Paper ID: | 828 |
---|---|

Title: | Fine-grained Optimization of Deep Neural Networks |

The work is novel and significant. It applies previously established generalization bounds in the form of upper bounds on norms of DNN weights towards providing performance guarantees by instead imposing these bounds as constraints on the parameters. This is an interesting development studying the geometry of parameters W of deep networks, and is a promising direction to pursue as demonstrated by improved performance in experimental results in practice. Authors describe challenges of handling multiple constraints expressed as products of manifolds, as they can be different from the geometry imposed by individual component manifolds. Further they provide the algorithm FG-SGD as a way to modify SGD such that the POM constraints are satisfied. The modification involves projection operation onto the tangent space of the manifold. Rescaling operation so that the upper bound RHS is 1. Clarity can be improved by avoiding run-on sections and breaking up text into meaningful subsections. clearly stating the purpose of each section, the motivations, findings and conclusions. ### After rebuttal, review discussion: Suggestions to improve clarity - Reduce introduction to no more than 1 page - List contributions as done in rebuttal succinctly - Currently, there is some redundancy under - Boundary names of lists - Training DNNs and turn another bulleted list in pages 2 and 3 Please consolidates - Have a separate background/related work section to motivate work - Have a separate notation section, introducing any notation used throughout paper. It is difficult to parse when new notation is introduced right before it is used or not at all - Subsections in section 3 e.g., -- "In order to ..." should be a new section -- The 2 results should be listed as sub-headings -- How these results are incorporated into algorithm should be listed immediately after Section 4: - Compress table 1 & 2 captions - Notation to be described separately and not merged in bullets - Derivation of Lines 5,6,7 should be explained in greater detail

This is probably the densest paper that this reviewer has seen in a long time. The material has been squashed, almost certainly beyond the point of breaking, to fit within the 8-page limit. This is exemplified by the fact that the supplementary document is 19 pages in length. It would seem to make more sense to present this in a longer format - for example a journal article which would allow for a more clear explanation of the ideas. Or alternatively the paper could (potentially) be split up into separate papers. As such the clarity of the presented work is poor which makes analysis of the quality and significance difficult to assertion.

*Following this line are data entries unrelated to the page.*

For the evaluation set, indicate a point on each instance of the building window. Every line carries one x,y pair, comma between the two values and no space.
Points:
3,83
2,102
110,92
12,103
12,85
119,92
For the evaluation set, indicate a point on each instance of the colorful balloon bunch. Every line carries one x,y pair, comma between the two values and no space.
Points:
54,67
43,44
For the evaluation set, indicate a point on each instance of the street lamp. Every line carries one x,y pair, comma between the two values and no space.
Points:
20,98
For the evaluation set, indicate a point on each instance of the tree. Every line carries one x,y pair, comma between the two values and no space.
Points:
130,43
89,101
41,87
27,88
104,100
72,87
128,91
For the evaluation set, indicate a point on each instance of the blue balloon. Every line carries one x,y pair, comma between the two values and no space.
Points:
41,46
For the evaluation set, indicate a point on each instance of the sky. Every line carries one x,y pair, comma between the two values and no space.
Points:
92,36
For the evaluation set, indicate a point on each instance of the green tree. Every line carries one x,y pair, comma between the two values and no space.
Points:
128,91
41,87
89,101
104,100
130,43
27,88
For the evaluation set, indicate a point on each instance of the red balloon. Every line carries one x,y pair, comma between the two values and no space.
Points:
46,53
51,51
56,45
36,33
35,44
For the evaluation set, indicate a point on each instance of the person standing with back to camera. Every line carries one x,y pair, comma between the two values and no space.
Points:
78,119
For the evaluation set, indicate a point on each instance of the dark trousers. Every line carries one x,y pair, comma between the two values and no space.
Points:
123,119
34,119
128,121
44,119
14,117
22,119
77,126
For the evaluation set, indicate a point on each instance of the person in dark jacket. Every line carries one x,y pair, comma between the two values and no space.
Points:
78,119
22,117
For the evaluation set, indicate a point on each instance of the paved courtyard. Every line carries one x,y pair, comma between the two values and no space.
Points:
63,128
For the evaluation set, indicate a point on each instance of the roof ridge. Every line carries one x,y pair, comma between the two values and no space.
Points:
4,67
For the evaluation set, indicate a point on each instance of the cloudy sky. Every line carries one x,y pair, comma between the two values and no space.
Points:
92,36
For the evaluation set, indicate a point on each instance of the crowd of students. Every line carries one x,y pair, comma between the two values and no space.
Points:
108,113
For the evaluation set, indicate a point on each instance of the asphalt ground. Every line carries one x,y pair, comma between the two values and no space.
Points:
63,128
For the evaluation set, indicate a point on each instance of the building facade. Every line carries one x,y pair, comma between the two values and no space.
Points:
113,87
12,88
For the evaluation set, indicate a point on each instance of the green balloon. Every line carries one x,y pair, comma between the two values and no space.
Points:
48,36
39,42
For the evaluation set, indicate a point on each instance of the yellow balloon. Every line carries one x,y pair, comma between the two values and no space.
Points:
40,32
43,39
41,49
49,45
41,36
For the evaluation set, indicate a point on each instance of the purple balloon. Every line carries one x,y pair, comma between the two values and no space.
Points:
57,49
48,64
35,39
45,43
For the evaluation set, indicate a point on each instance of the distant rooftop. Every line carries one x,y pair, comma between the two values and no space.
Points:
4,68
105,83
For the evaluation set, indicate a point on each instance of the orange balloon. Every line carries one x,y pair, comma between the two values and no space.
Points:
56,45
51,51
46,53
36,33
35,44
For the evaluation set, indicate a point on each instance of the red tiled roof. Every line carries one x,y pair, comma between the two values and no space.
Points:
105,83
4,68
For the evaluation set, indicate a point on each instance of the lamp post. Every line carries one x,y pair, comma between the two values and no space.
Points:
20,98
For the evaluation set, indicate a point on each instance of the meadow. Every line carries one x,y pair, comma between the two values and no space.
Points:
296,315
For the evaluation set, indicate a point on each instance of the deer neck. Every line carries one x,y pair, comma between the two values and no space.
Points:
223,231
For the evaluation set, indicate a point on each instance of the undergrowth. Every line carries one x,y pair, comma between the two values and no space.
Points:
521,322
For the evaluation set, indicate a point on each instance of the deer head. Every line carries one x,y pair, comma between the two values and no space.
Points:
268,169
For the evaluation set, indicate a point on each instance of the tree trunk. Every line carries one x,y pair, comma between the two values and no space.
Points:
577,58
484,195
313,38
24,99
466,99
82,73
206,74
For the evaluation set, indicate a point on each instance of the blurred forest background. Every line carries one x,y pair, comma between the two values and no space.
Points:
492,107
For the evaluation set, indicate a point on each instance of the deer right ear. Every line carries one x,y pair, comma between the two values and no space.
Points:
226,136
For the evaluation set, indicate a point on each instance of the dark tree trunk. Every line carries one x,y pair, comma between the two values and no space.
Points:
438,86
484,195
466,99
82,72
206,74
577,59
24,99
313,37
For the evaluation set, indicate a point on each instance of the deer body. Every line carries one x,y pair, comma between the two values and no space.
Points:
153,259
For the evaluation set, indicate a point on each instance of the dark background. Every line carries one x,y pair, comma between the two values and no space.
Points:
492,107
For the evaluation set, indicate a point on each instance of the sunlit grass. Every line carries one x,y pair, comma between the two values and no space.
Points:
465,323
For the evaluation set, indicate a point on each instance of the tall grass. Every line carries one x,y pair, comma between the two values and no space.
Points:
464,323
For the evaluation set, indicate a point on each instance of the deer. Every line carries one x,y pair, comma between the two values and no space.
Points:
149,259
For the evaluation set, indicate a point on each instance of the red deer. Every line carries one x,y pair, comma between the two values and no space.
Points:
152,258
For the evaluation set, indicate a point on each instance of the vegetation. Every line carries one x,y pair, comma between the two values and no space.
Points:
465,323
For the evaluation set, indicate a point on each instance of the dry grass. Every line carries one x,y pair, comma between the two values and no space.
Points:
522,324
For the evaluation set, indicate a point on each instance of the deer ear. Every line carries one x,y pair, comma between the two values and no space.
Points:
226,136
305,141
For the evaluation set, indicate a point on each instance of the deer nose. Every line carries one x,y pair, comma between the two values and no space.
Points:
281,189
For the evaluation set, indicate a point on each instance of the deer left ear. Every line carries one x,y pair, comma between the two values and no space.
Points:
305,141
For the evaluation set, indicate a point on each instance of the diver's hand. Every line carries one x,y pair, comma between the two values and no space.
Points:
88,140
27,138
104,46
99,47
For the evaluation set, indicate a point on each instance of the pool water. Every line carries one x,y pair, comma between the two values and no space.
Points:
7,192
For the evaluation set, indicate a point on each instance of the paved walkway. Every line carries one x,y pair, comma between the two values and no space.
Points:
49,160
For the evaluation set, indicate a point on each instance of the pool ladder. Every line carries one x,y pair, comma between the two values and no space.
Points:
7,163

-------post-rebuttal comments The authors' response addresses all of my minor improvement suggestions. So I am still very positive about this paper. -------pre-rebuttal comments I vote for accept this paper due to: 1) the authors proposed a reasonable hypothesis that impose multiple constraints on DNN weights to bound its norm can get empirical generalization errors closer the theoretical bounds, and also improve performance. 2) they designed a novel algorithm FG-SGD to achieve the goal, while they addressed a lot of technique difficult problems. 3) They conducted solid experiments to support the superior of the proposed method. See details breakdown comments into review rubrics below. 1. Originality - 9 The proposed FG-SGD algorithm is novel. There are also a lot of non-trivial technique contribution of the work to make training with complicated constraints over POMs feasible, in which it cannot be done by simply applying existing techniques. 2. Quality - 9 Although I didn't follow all the mathematical details carefully in the paper, the overall story is sound and the mathematical analysis seems to be very solid. The author also conducted extensive experiments over widely used ResNet50/101, ResNext, MobileNet and DeepRoot architecture on multiple datasets Cifar-10, Cifar100 and Imagenet to support the claim of the paper, and the superior of the proposed method. 3. Clarity - 7 This paper is very mathematical dense and heavy so that it takes effort to follow, even though the authors spent a lot of effort to provide high level ideas in the main paper to help readers understand it. It will also be great if the author can release the code to help other people to understand and implement the algorithms, and reproduce the results. 4. Significance - 8 This works seems to be applicable to all the existing NN learning problems. The only question is whether the extra training time caused by the complexity of the proposed algorithm pay off. If the authors can integrate this algorithm into standard ML library like TensorFlow or PyTorch, I am sure it will help people to use it.